The articles in Part I fall squarely in the traditional macrobased paradigm of exchange-rate research. Chapter 1 presents a paper co-authored with Jim Lothian that empirically studies the links between inflation and rates of exchange-rate depreciation across major currency pairs. This paper is representative of a large body of research examining the empirical characteristics of exchange rates (and other macroeconomic variables). The next two chapters present articles co-authored with Karen Lewis. This work investigates whether “peso problems” could account for the anomalous behavior of foreign currency returns, i.e., behavior that could not be reconciled with standard theoretical models. A so-called “peso problem” arises when investors anticipate a change in regime (possibly related to monetary policy) that is not realized over significant periods of time. This work investigates whether “peso problems” could produce a foreign currency risk premium that is far more persistent than predicted by standard models. These papers are antecedents of more recent asset-pricing research on the effects of disaster risk. The foreign exchange risk premium is also the focus of Chapter 4. Here, I present recent new research showing that variations in risk premia are empirically more important drivers of exchange-rate fluctuations than changes in interest rates. This empirical finding strongly contrasts with the predictions of traditional macromodels. The article then shows that risk premia can play this dominant role in exchange-rate determination in a model where investors’ preferences are subject to risk shocks.

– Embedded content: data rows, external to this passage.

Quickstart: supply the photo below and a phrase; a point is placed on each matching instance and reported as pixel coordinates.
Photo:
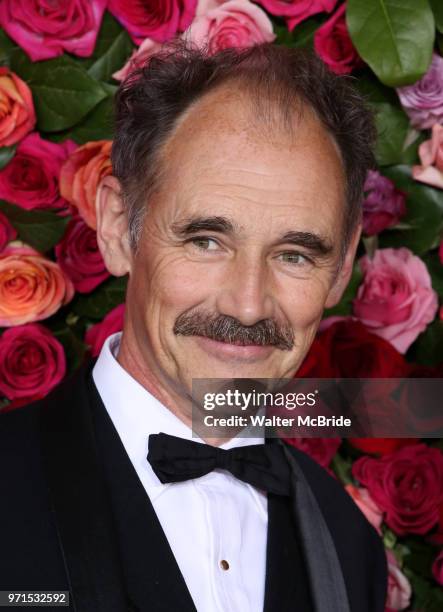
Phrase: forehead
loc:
(218, 156)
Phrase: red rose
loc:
(97, 334)
(334, 45)
(7, 232)
(31, 177)
(296, 11)
(322, 450)
(32, 361)
(156, 20)
(380, 446)
(347, 349)
(79, 257)
(407, 485)
(47, 29)
(19, 402)
(437, 568)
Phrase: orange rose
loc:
(81, 174)
(32, 287)
(17, 114)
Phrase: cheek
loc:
(172, 285)
(303, 303)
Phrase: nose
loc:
(246, 292)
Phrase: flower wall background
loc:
(60, 66)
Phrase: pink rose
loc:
(79, 256)
(157, 20)
(334, 45)
(431, 157)
(395, 300)
(399, 588)
(17, 114)
(407, 485)
(367, 505)
(235, 23)
(296, 11)
(220, 24)
(322, 450)
(31, 179)
(437, 568)
(7, 232)
(32, 361)
(138, 58)
(423, 100)
(97, 334)
(383, 205)
(32, 287)
(48, 29)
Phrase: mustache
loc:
(225, 328)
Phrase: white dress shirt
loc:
(211, 523)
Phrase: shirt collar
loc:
(136, 413)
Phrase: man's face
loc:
(244, 235)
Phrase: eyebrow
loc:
(209, 224)
(311, 241)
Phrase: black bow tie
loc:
(271, 467)
(264, 466)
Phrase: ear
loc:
(112, 227)
(344, 274)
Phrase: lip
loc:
(225, 351)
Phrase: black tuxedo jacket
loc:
(74, 516)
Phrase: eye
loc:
(294, 257)
(204, 243)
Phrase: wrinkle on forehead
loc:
(230, 109)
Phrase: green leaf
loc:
(344, 307)
(63, 91)
(97, 304)
(40, 229)
(342, 468)
(392, 128)
(428, 348)
(7, 47)
(113, 49)
(375, 92)
(6, 154)
(395, 39)
(424, 214)
(437, 9)
(97, 125)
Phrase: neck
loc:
(141, 368)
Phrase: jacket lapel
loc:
(153, 578)
(287, 586)
(79, 502)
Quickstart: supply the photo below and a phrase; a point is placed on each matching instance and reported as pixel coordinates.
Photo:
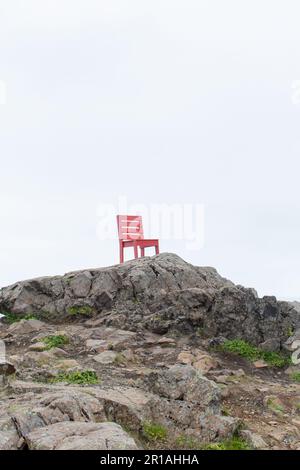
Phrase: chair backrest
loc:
(130, 227)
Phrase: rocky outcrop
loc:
(80, 436)
(161, 294)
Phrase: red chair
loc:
(131, 234)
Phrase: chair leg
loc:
(121, 253)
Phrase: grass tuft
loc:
(235, 443)
(11, 318)
(253, 353)
(85, 377)
(55, 341)
(295, 376)
(84, 310)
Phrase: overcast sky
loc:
(161, 102)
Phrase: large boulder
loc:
(162, 294)
(80, 436)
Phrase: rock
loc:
(38, 347)
(81, 284)
(162, 294)
(183, 382)
(165, 341)
(255, 441)
(270, 345)
(185, 357)
(79, 436)
(215, 427)
(9, 440)
(6, 368)
(260, 364)
(25, 327)
(205, 363)
(96, 345)
(106, 357)
(67, 364)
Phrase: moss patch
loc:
(55, 341)
(11, 318)
(85, 377)
(84, 310)
(295, 376)
(235, 443)
(253, 353)
(154, 432)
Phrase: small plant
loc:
(187, 442)
(295, 376)
(290, 331)
(275, 406)
(55, 341)
(11, 318)
(253, 353)
(235, 443)
(84, 310)
(120, 359)
(85, 377)
(154, 432)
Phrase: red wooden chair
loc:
(131, 234)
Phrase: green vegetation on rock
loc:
(11, 318)
(80, 310)
(253, 353)
(295, 376)
(235, 443)
(85, 377)
(55, 341)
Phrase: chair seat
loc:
(141, 242)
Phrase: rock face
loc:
(80, 436)
(161, 294)
(121, 358)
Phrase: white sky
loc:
(162, 101)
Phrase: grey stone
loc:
(81, 436)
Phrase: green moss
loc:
(120, 359)
(85, 377)
(11, 318)
(290, 331)
(295, 376)
(154, 432)
(55, 341)
(80, 310)
(253, 353)
(275, 406)
(187, 442)
(235, 443)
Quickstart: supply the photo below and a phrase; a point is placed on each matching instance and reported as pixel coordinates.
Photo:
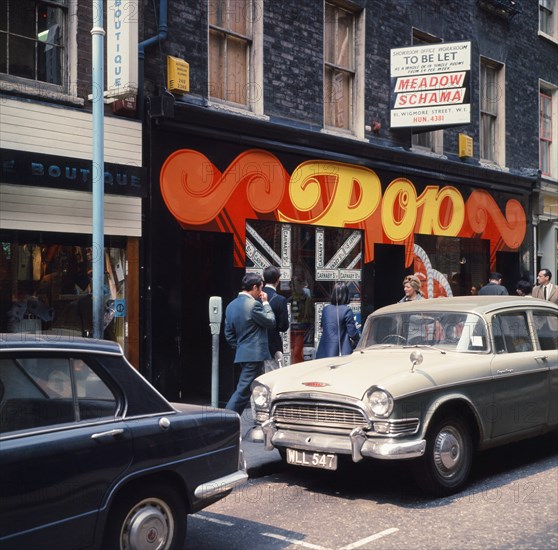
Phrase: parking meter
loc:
(215, 316)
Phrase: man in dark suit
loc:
(278, 304)
(494, 286)
(544, 288)
(247, 320)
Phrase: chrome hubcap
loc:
(149, 526)
(448, 451)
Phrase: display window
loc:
(311, 259)
(45, 283)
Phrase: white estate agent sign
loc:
(122, 48)
(430, 85)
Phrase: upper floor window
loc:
(548, 132)
(492, 101)
(548, 19)
(343, 70)
(235, 53)
(33, 39)
(427, 141)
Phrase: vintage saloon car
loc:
(92, 456)
(431, 380)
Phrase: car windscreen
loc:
(453, 331)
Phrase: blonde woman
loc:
(411, 288)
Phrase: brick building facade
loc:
(288, 149)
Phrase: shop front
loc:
(46, 249)
(333, 211)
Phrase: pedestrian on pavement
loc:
(475, 289)
(544, 288)
(278, 304)
(339, 332)
(494, 286)
(411, 288)
(247, 320)
(523, 288)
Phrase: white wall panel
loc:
(67, 132)
(44, 209)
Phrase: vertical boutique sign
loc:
(122, 48)
(430, 85)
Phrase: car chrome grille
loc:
(403, 427)
(319, 414)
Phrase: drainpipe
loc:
(98, 170)
(163, 27)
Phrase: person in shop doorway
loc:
(247, 319)
(411, 289)
(339, 332)
(278, 304)
(494, 286)
(544, 288)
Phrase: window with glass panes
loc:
(545, 139)
(230, 40)
(491, 98)
(339, 67)
(547, 17)
(32, 39)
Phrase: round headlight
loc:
(261, 396)
(381, 402)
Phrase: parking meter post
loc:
(215, 315)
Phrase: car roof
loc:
(473, 304)
(51, 342)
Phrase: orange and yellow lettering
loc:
(333, 194)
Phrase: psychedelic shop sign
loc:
(331, 194)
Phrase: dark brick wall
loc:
(293, 62)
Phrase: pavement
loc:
(259, 461)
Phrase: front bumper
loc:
(356, 444)
(216, 487)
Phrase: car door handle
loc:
(110, 433)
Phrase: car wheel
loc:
(445, 467)
(151, 517)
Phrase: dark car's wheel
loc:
(445, 467)
(150, 517)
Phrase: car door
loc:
(545, 322)
(520, 378)
(62, 447)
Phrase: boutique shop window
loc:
(46, 287)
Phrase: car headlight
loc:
(379, 401)
(261, 396)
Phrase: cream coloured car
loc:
(432, 380)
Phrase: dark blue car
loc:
(92, 456)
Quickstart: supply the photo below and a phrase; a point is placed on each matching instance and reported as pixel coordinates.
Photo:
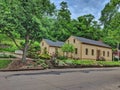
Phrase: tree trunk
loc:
(25, 48)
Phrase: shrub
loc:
(62, 57)
(33, 51)
(4, 63)
(6, 56)
(44, 56)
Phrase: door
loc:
(98, 54)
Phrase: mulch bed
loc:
(18, 65)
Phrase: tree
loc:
(61, 26)
(87, 27)
(24, 17)
(68, 48)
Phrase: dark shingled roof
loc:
(92, 42)
(52, 43)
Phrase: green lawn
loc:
(4, 63)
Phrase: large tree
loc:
(110, 19)
(24, 17)
(61, 25)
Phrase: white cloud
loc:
(82, 7)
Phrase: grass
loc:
(4, 63)
(91, 62)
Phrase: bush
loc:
(33, 51)
(4, 63)
(44, 56)
(6, 56)
(42, 63)
(62, 57)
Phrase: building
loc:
(51, 47)
(88, 49)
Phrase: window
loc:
(42, 43)
(103, 53)
(86, 51)
(92, 51)
(76, 50)
(68, 41)
(74, 40)
(108, 53)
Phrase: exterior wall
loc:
(44, 45)
(50, 49)
(76, 43)
(102, 50)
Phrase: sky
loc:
(83, 7)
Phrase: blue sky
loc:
(82, 7)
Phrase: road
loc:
(62, 79)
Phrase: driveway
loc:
(62, 79)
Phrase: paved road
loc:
(62, 79)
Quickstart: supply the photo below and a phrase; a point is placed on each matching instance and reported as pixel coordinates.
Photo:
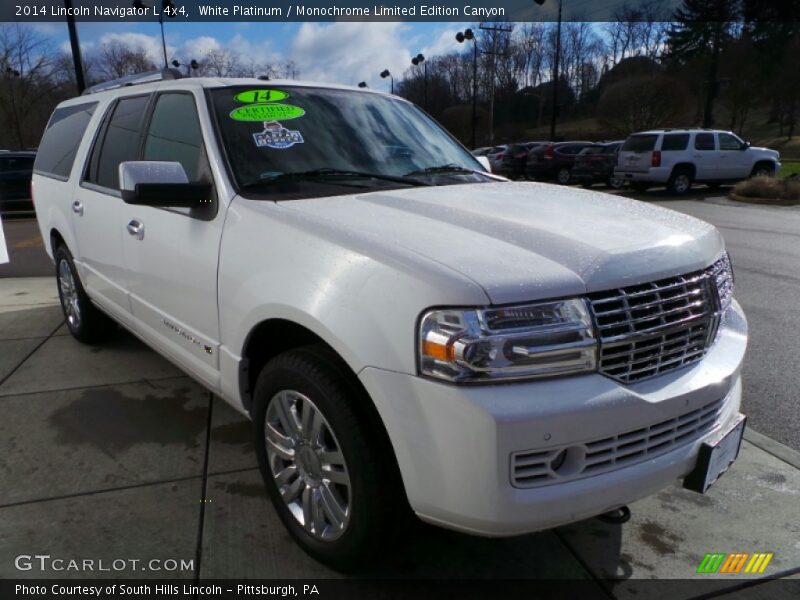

Part II collects articles that study exchange-rate behavior from the microstructure perspective. Chapter 1 presents an empirical examination of high-frequency intra-day exchange-rate dynamics. This work shows that most intra-day fluctuations in exchange rates have nothing to do with the arrival of public news, which was the focus of traditional macro exchange-rate models. The remaining chapters in Part II present articles co-authored with Richard Lyons. These articles were the product of a long-standing collaboration that helped establish the microstructure approach to exchangerate modeling. Chapter 2 presents the working paper version of the article that first alerted many researchers to the potential of the microstructure approach. The paper presents a model of how the currency trading decisions of market participants link investors’ portfolio decisions to movements in the exchange rate, and how this link could be measured empirically using currency trading patterns. Chapter 3 extends this idea across multiple currency pairs. The chapters in Part II present articles that examine the links between exchange-rate fluctuations and currency trade in greater detail. Chapter 4 examines how the price impact of currency trades is affected by market conditions. Chapter 5, co-authored with Richard Lyons and Henry Cao, examines how information about foreign currency dealers’ inventory positions can be used to forecast future exchange-rate movements. Chapter 6 presents microstructure evidence supporting imperfect substitutability between different currency assets in international investors’ portfolios. The article then examines the implications of imperfect substitutability for the efficacy of sterilized foreign exchange intervention. As is well known, traditional macromodels are very poor at forecasting future changes in exchange rates. Chapters 7 and 9 show that microstructure models have superior forecasting power. The question of how news about macroeconomic conditions is transmitted to exchange rates via currency trading is addressed in Chapters 8 and 10.